A Supreme Court ruling has sent a clear message to insurers: stick to the evidence and keep the process fair, or risk having decisions overturned.
On July 25, 2025, the Supreme Court of New South Wales handed down its decision in Insurance Australia Ltd trading as NRMA Insurance v Cahill [2025] NSWSC 828, a case that’s likely to resonate with anyone handling motor accident claims. The dispute centred on whether James Cahill, who was involved in a car accident on July 9, 2020, had suffered a “non-threshold” injury to his lumbar spine - an important distinction under the Motor Accident Injuries Act 2017 (NSW), because it determines whether a claimant can receive damages.
After the accident, Cahill sought assessment of permanent impairment from the Personal Injury Commission of NSW, claiming injuries to his neck, back, right leg, right arm, and right shoulder. NRMA Insurance, meanwhile, asked the Commission to determine if the injuries were “threshold injuries” - in other words, injuries that would not entitle Cahill to damages if they were only soft tissue or certain psychological injuries.
The first medical assessor brought in by the Commission didn’t think the accident was to blame for Cahill’s symptoms. Instead, the assessor pointed to Cahill’s pre-existing multiple sclerosis as the likely cause and found no injuries from the accident itself. Not satisfied with that outcome, Cahill applied for a review.
The review panel, tasked with taking another look, focused on whether Cahill’s lumbar spine injury qualified as a “non-threshold” injury. Under the Act and its guidelines, this would require at least two clinical signs of radiculopathy. But the panel went in a different direction. It concluded that Cahill had suffered a tear in his lumbar disc cartilage and decided this was a non-threshold injury, giving him a 5% Whole Person Impairment rating. This opened the door for Cahill to claim damages, though not for non-economic loss, since his impairment didn’t cross the 10% threshold.
Here’s where things got tricky: the idea of a lumbar disc cartilage tear hadn’t been raised by either party.

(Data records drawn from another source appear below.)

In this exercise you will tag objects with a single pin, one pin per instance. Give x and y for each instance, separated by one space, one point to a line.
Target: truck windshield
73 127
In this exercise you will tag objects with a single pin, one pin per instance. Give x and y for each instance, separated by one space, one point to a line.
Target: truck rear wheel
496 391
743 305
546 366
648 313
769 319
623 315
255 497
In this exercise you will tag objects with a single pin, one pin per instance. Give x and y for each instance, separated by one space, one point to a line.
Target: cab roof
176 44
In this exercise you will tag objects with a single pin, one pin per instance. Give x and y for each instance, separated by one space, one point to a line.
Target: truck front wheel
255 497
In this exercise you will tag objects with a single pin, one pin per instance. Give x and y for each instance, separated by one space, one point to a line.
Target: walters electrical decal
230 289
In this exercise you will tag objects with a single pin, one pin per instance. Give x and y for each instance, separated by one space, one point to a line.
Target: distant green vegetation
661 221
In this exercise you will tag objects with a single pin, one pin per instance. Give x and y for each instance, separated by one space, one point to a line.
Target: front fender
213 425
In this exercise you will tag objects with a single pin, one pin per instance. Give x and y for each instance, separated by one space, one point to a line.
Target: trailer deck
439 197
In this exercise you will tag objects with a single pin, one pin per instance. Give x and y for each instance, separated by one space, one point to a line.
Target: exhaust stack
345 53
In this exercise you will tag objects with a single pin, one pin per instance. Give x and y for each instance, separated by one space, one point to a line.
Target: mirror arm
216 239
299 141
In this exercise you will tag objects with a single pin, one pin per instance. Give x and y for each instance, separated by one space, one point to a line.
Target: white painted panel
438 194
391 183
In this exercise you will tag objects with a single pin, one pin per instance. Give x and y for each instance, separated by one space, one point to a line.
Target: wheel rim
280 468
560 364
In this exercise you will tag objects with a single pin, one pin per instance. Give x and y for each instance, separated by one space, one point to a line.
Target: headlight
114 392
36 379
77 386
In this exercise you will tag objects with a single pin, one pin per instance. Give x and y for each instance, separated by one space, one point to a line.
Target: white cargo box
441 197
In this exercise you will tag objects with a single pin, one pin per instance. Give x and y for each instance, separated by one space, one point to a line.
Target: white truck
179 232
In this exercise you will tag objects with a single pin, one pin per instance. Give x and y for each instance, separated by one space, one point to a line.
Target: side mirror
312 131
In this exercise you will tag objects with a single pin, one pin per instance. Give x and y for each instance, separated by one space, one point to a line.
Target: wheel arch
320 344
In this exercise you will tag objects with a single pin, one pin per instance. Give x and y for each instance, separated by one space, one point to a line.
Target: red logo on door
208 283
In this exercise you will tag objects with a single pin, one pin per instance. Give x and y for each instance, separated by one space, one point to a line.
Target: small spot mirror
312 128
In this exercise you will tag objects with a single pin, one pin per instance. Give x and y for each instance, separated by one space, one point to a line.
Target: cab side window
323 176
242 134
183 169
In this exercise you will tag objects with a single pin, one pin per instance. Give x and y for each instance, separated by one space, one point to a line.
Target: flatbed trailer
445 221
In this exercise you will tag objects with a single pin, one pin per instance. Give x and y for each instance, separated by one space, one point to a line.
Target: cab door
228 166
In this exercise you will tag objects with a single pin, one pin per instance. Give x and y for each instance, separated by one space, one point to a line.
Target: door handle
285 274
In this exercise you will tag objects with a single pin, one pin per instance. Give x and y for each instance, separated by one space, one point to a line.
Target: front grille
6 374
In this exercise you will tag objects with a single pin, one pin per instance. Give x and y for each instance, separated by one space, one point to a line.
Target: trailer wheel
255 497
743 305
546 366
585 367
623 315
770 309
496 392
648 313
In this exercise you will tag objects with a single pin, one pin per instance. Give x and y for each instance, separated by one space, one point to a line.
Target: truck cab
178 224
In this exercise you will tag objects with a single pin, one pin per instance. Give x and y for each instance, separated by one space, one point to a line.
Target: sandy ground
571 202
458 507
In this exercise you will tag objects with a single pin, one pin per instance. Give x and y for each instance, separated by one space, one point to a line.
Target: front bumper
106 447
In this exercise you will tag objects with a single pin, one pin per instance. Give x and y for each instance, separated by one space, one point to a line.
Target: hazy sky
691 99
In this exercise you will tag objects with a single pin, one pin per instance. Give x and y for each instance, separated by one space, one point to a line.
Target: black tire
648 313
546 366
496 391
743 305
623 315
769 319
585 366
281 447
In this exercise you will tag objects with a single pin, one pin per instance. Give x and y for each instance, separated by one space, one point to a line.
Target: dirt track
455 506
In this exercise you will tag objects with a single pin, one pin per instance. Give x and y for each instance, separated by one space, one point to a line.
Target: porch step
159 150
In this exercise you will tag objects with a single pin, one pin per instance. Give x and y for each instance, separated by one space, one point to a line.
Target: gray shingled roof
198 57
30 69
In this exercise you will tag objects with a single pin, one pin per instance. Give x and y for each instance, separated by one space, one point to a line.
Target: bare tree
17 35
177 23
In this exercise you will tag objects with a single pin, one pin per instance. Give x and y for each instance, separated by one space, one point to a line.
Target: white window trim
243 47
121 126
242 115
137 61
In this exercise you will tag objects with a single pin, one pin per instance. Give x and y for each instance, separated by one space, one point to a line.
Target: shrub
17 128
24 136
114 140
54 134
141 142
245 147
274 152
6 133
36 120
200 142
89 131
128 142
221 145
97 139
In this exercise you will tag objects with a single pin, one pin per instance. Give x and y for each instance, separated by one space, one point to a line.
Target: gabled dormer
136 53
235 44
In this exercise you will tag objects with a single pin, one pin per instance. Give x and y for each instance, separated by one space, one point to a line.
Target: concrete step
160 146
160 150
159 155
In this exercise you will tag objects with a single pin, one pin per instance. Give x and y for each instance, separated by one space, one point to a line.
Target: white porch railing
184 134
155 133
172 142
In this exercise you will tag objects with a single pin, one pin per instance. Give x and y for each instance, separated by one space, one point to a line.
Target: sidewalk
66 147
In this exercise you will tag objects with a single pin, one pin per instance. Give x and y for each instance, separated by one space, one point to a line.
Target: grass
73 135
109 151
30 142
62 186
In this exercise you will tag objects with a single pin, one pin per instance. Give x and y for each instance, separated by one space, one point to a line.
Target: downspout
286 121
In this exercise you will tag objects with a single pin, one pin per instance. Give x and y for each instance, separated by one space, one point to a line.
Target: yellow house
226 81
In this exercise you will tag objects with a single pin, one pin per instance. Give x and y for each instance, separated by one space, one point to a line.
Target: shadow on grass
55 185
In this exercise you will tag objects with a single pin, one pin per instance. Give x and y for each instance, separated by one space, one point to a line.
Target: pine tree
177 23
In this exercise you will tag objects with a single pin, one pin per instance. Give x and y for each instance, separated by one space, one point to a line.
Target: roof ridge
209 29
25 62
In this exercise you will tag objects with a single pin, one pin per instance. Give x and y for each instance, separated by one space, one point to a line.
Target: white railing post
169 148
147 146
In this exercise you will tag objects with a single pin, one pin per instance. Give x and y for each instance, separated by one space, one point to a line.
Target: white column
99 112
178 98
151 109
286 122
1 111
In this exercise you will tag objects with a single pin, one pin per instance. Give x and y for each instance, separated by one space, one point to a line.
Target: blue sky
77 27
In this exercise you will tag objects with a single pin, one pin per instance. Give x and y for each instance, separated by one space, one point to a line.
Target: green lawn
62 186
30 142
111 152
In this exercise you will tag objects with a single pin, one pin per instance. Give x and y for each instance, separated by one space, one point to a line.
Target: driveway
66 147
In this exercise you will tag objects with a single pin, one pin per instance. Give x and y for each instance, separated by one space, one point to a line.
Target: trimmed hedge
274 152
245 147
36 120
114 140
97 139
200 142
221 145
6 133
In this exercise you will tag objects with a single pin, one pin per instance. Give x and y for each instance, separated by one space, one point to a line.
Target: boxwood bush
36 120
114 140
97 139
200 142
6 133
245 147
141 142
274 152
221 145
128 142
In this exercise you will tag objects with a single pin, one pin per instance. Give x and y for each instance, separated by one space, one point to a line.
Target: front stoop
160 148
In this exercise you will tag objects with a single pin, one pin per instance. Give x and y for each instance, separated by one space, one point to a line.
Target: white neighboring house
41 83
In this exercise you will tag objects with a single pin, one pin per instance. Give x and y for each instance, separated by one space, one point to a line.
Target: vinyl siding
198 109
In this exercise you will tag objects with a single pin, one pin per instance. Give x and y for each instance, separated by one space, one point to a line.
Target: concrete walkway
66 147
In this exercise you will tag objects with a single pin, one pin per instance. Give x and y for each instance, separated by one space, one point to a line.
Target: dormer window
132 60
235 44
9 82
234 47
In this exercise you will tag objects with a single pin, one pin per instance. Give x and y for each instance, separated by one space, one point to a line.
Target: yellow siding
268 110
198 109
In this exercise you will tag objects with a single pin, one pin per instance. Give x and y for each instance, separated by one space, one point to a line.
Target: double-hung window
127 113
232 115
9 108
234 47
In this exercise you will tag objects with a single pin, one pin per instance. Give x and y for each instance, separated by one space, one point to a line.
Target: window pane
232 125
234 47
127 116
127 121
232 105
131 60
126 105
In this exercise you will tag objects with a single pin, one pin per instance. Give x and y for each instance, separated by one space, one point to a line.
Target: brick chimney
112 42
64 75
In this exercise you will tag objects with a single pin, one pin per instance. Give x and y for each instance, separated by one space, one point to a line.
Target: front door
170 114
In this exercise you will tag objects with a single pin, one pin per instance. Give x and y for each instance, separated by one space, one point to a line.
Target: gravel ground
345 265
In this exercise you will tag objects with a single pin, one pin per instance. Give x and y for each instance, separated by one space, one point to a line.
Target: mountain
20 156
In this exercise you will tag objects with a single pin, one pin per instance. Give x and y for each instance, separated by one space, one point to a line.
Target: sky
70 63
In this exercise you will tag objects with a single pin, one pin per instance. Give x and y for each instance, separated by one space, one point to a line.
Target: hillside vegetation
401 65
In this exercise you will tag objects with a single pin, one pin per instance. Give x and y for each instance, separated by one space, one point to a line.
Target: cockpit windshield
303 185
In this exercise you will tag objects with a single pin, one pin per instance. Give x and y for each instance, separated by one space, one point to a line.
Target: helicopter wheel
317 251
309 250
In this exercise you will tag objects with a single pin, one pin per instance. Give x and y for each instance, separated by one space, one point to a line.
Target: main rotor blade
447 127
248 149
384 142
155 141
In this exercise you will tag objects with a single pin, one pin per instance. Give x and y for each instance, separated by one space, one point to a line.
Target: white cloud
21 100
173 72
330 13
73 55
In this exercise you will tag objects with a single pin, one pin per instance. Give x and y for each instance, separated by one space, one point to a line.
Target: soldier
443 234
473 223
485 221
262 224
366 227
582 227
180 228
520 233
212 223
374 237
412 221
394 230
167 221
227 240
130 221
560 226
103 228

It wasn’t in any of the evidence or submissions, and neither side had a chance to weigh in on it. The panel didn’t alert the parties that it was considering this new basis for its decision.
NRMA Insurance challenged the review panel’s determination in the Supreme Court. Their argument was straightforward: the panel didn’t explain its reasoning, didn’t point to any supporting evidence for the tear, and didn’t give the parties a fair chance to respond. Justice Adamson agreed, finding that the panel’s reasons fell short of legal standards and that deciding the case on an unraised issue denied both sides procedural fairness. The court called this both a legal error and a jurisdictional error.
As a result, the Supreme Court set aside the review panel’s determination from December 19, 2024, and sent the case back to the President of the Personal Injury Commission for referral to a new review panel, made up of different members. No order as to costs was made.
This case wasn’t about the fine print of an insurance policy. Instead, it was about following the rules set out in the Motor Accident Injuries Act 2017 (NSW), especially what counts as a threshold injury and how medical disputes should be resolved. The court’s message is clear: insurers and review panels must base their decisions on the evidence and arguments actually put forward, not on new theories introduced at the last minute.
For insurance professionals, the lesson is simple but important. Transparency and fairness aren’t just ideals - they’re requirements. If you stray from the evidence or fail to keep all parties in the loop, you risk having your decisions overturned and the process starting over. In a sector where process is everything, this case is a timely reminder to play it straight and keep the lines of communication open. The courts, it seems, are watching closely.